Кристина Горелик: А как правозащитники отнеслись к этому переименованию? Действительно, вы упомянули, что в сталинское время сажали и палачей. Такое уравнивание политических заключенных с теми людьми, кто этих политических расстреливали. Было согласие в самом правозащитном сообществе?

Людмила Алексеева:
Это наша общегражданская беда, даже палачей. Были споры, но потом все согласились с этим.

Кристина Горелик: Есть ли политзаключенные, которые незаслуженно забыты, по-вашему мнению?

Людмила Алексеева:
Таких масса, основная масса. Надо несколько программ устраивать и о каждом из них можно говорить не в одной программе. Замечательные люди. И мне очень горько, что их имена не знает подавляющее большинство соотечественников. Потому что если мы сейчас живем свободнее, чем в СССР и надеемся, что если мы предпримем какие-то усилия, будет еще свободнее, это благодаря тому, что тогда, когда не было никакой надежды на личное блаженство при свободе, они за нее боролись.

Кристина Горелик: 29 октября 2010 года в преддверии государственного Дня памяти жертв политических репрессий в Москве на Лубянской площади уже в четвертый раз прошла акция, посвященная памяти жертв политических репрессий, - "Возвращение имен". С 10 утра до 10 вечера, сменяя друг друга, молодые и старые, богатые и бедные, известные и неизвестные люди читали имена расстрелянных в Москве в годы сталинского террора. Только за два года 1937 и 38 в одной Москве было расстреляно 30 тысяч человек. 30 тысяч имен. За день можно успеть прочесть около 3 тысяч. На то, чтобы просто зачитать списки всех погибших в день 30 октября потребуется десять лет.
Акция была организована Международным историко-просветительским правозащитным и благотворительным обществом "Мемориал". Я даю слово председателю Правления «Мемориала» Арсению Рогинскому.

Арсений Рогинский: Наших дней не так много, все больше день танкиста, да день пограничника, день работника налоговой службы. На самом деле день 30 октября существовал, начиная с 74 года, в сознании довольно небольшого количества людей, причастных к правозащитному движению в СССР, как день политзаключенного. Потом наступила новая эпоха и 91 год, когда ясно было, что другая жизнь. И в 91 году 18 октября был принят закон о реабилитации российский. И в качестве специального приложения к этому закону было принято постановление Верховного совета о дне 30 октября. Закон готовил комитет по правам человека Верховного совета России, которым тогда руководил Сергей Адамович Ковалев.

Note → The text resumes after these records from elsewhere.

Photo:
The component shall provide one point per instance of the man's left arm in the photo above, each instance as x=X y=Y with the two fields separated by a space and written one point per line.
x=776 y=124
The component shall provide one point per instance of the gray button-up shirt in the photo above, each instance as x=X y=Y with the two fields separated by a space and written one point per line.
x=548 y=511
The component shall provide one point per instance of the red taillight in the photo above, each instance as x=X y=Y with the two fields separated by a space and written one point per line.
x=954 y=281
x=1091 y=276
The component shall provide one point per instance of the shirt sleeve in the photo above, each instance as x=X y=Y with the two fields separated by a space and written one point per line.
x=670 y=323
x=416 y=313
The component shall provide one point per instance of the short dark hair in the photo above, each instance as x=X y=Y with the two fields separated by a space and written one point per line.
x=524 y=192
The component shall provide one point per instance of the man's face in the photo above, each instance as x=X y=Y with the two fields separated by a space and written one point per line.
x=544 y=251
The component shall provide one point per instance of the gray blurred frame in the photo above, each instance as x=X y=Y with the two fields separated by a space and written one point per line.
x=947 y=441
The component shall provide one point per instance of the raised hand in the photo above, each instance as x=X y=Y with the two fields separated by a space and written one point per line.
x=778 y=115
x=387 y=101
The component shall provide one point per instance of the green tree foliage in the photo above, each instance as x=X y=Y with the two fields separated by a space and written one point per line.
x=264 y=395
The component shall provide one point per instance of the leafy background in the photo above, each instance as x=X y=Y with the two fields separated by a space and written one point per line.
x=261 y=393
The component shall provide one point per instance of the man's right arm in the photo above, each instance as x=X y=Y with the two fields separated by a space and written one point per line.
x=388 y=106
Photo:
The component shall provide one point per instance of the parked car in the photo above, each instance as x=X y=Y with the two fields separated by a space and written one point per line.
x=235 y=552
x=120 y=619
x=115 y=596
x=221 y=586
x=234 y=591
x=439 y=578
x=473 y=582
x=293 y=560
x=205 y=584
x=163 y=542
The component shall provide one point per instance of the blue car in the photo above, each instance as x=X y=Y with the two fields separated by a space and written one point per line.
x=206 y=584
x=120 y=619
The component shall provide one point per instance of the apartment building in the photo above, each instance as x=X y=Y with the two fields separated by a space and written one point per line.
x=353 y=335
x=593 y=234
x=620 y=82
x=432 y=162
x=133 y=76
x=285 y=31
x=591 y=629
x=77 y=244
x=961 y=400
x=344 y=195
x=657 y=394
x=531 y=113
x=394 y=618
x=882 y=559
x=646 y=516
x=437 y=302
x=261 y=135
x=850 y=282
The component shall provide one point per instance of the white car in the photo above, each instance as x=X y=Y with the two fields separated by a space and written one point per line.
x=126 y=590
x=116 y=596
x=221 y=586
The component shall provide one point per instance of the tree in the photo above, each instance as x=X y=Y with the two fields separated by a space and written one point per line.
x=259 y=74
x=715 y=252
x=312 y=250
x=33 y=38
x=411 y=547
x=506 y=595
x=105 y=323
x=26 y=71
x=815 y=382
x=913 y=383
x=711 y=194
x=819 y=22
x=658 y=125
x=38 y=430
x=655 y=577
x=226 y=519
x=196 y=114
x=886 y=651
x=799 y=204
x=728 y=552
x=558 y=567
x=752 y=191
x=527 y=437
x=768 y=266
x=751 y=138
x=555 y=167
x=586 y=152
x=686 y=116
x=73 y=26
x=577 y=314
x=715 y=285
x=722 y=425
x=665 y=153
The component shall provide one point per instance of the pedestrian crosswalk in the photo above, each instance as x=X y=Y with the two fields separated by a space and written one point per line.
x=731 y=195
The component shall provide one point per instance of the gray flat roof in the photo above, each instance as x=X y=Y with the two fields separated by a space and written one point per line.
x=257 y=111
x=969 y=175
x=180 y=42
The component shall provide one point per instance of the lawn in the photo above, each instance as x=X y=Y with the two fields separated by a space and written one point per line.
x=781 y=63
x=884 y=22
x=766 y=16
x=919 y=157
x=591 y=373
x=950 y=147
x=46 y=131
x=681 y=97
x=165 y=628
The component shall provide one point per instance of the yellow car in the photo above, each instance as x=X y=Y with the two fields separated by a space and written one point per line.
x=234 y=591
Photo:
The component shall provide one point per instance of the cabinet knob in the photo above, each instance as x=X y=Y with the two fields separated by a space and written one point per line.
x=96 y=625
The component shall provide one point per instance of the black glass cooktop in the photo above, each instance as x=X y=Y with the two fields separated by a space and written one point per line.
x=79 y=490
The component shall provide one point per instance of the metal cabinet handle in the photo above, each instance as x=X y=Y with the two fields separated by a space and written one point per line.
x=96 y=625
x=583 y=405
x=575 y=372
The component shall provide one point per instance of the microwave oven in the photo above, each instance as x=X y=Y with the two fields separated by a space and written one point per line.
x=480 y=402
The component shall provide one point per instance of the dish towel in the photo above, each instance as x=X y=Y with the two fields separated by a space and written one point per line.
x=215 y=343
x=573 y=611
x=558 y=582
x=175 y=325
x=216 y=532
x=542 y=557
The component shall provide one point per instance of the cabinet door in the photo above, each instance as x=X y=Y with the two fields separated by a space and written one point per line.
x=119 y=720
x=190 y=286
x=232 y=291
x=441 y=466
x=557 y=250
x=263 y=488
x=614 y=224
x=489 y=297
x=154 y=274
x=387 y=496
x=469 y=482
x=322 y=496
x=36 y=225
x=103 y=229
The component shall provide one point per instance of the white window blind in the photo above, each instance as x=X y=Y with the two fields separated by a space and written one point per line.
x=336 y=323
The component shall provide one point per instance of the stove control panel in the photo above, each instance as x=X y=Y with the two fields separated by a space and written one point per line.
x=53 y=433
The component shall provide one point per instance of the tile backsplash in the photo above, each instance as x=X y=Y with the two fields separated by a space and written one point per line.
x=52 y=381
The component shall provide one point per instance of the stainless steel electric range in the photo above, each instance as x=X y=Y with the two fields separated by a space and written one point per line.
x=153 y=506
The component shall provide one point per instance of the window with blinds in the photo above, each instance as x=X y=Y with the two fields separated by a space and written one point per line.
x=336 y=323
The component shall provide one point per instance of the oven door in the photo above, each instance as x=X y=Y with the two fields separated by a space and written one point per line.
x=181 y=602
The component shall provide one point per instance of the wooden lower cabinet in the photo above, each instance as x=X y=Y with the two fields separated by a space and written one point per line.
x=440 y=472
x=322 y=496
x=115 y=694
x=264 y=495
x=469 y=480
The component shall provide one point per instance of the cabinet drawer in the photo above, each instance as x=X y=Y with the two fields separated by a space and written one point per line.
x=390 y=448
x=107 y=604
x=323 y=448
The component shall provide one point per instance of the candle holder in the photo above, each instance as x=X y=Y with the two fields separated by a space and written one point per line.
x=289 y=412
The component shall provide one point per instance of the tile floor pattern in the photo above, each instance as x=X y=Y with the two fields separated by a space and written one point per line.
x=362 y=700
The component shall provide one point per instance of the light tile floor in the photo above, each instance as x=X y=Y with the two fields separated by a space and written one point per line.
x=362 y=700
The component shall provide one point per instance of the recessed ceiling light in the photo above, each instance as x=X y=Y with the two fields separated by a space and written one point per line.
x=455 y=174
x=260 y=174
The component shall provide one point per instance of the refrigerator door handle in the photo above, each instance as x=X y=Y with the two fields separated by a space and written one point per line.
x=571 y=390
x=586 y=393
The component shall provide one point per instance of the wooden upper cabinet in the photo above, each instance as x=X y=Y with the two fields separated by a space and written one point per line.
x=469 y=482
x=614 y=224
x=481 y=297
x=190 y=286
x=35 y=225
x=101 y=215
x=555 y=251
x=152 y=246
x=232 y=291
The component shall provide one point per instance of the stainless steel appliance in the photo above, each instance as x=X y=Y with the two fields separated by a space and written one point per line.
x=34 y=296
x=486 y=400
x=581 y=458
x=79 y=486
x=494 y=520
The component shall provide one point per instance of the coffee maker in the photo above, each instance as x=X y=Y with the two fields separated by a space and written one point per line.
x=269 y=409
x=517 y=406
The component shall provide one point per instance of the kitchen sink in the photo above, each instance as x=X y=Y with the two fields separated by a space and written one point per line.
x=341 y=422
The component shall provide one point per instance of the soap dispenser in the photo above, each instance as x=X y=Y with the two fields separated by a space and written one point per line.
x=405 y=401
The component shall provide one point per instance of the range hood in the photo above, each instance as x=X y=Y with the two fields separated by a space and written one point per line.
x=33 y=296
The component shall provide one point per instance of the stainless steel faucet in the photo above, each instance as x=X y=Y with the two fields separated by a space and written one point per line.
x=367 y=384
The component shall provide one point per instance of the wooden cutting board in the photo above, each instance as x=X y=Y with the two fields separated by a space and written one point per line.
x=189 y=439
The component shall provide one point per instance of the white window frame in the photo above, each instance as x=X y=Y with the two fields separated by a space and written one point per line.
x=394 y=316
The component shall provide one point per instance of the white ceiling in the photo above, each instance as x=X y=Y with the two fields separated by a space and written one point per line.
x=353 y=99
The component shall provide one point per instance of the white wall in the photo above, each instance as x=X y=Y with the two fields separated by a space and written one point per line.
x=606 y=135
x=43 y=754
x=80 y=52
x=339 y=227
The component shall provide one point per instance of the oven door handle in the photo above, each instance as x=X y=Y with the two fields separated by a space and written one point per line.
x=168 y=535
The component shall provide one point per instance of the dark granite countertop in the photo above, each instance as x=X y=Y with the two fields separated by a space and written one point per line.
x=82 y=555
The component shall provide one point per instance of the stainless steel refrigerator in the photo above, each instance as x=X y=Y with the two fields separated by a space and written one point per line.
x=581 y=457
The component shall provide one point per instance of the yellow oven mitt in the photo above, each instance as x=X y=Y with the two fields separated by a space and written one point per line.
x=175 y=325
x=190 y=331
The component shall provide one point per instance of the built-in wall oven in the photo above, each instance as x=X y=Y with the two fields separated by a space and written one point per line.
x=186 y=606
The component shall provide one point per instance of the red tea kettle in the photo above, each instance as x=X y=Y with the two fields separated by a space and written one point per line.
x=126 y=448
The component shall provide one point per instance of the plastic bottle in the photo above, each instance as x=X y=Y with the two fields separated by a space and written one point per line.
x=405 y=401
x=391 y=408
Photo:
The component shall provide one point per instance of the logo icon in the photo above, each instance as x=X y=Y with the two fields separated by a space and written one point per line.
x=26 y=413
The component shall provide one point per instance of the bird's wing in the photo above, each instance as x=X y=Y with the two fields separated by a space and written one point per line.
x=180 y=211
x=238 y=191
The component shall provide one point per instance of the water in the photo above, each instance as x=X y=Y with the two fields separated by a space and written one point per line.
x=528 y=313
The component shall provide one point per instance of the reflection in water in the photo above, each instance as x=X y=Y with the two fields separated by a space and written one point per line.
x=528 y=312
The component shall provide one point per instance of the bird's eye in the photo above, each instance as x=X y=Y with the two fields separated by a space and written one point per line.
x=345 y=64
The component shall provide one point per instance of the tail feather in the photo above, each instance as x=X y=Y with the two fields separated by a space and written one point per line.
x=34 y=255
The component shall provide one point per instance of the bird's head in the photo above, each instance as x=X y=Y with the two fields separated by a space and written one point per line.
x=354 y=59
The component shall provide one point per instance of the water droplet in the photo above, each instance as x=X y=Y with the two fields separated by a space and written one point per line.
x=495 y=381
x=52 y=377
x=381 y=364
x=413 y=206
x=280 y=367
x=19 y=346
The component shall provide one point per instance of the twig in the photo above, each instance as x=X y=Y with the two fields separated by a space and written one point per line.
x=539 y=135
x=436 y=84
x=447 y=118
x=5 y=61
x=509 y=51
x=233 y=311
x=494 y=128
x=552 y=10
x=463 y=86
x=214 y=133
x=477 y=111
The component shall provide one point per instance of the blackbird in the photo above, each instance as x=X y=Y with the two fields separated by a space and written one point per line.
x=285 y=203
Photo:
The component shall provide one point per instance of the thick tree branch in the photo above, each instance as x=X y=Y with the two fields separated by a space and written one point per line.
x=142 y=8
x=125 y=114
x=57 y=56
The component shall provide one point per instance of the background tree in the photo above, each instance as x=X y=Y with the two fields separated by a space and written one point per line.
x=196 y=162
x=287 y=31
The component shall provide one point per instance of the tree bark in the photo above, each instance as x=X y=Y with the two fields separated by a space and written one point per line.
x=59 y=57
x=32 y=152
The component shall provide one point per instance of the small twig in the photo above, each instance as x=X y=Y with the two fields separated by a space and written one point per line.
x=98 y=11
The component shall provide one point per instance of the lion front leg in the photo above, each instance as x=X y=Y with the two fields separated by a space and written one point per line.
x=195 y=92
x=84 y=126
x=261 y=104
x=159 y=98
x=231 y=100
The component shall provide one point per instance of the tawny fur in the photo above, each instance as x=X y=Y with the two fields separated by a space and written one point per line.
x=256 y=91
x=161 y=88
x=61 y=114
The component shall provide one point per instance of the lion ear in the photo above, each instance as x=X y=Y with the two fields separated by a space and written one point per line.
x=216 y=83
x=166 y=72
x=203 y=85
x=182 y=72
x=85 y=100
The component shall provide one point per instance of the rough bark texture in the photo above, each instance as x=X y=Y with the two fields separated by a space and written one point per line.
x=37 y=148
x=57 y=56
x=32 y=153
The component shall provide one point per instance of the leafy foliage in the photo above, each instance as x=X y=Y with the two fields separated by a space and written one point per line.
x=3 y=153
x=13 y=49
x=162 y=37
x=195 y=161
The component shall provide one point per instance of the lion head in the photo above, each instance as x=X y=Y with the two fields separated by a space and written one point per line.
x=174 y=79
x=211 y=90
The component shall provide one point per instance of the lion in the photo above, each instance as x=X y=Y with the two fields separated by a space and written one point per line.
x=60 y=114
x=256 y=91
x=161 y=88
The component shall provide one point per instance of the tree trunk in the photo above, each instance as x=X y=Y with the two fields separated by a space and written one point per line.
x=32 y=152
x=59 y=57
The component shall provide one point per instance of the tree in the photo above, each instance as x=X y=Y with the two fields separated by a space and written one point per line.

И многие "мемориальцы" были причастны к его созданию. Тогда же было предложено, чтобы день 30 октября был, нет, не днем памяти, слово "память" тогда не возникало в нашей голове, а был днем политзаключенного. Как был день политзаключенного, пусть навсегда будет днем политзаключенного. Но потом начались обсуждения в Верховном совете, а какие сейчас политзаключенные, уже нет политзаключенных. Это правда, был тот период, когда всех отпустили, новых не насажали, далеко было до этого. Должен быть день памяти. Согласились на этом, пусть будет день памяти.
Вроде мы сами понимаем, что это день политзаключенного, но это и день памяти. То есть было соединение двух вещей: память о прошлой трагедии и борьба за права человека в нашем сознании, но в названии был только день памяти. И вот потихонечку день памяти вытеснило из практики и из идеологии этого дня идею, что это день борьбы за право. Действительно в многих городах страны отмечается. Ведь везде есть, где памятник, где какой-то валун, который закладной камень, на месте которого должен быть памятник. В 89, 90, 92 установили такой валун, а до сих пор памятника нет. Где-то какая-то мемориальная доска, где-то и валуна нет, а есть только место захоронения близ города, тогда там люди собираются. Это день памяти. И он стал потихонечку формализоваться. Дело даже не в том, что это день памяти, стал как-то формализоваться. Да, приходят ветераны зековских организаций, не только "Мемориала", объединения жертв, обязательно кто-нибудь от власти, типа вице-губернатор по социальным вопросам или вице-мэр по социальным вопросам, произносятся какие-то в разной степени, очень много искреннего, но и очень много дежурного. Люди приходят с картинками, с фотографиями своих ближних погибших. Но живое какое-то содержание стало исчезать.
И вот в последние годы ситуация стала меняться тоже сама собой. Во-первых, потому что сама память приобрела как ни странно, как ни неожиданно это и для нас боевое значение. Оказывается, нет в стране единой национальной памяти о терроре, она разбита на десятки разных памятей национальных, где люди чтят память своих земляков, ни мало не думая о том, что это кусочки чего-то большого и цельного и страшного, которое происходило во всей стране. С одной стороны у этой памяти появились противники, которые стали говорить, что это такая отдельная случайная черная страница в нашей истории, а на самом деле, не забудьте, позади нас Днепрогэс, освоение полюса, атомная бомба, ракеты, полеты и, главное, победа в войне. То есть сама память стала оттесняться на задний план и почувствовала, что ей надо как-то активизироваться для того, чтобы сохраниться и для того, чтобы стать цельной. Это одна сторона вопроса. А другая сторона вопроса – это люди, которые почувствовали, что невозможно так формально. Потому что когда эти все митинги, и одни люди стоят внизу, а другие на трибуне и говорят, то это хорошо было для какого-нибудь 89 года, когда люди, стоявшие внизу, понимали, что те, которые говорят, говорят их словами и их мысли. А с годами это все расходилось, стали расходиться трибуны и слушатели. И вот сейчас возрождение происходит дня памяти, сейчас его новая сущность. Во-первых, люди в разных городах стали придумывать, что бы сделать такое в этот день или рядом с этим днем, чтобы я был не просто слушатель и пассивный человек с фотографией своего деда в руках, а чтобы я как-то должен выразить себя в этот день, быть причастным. И много такого.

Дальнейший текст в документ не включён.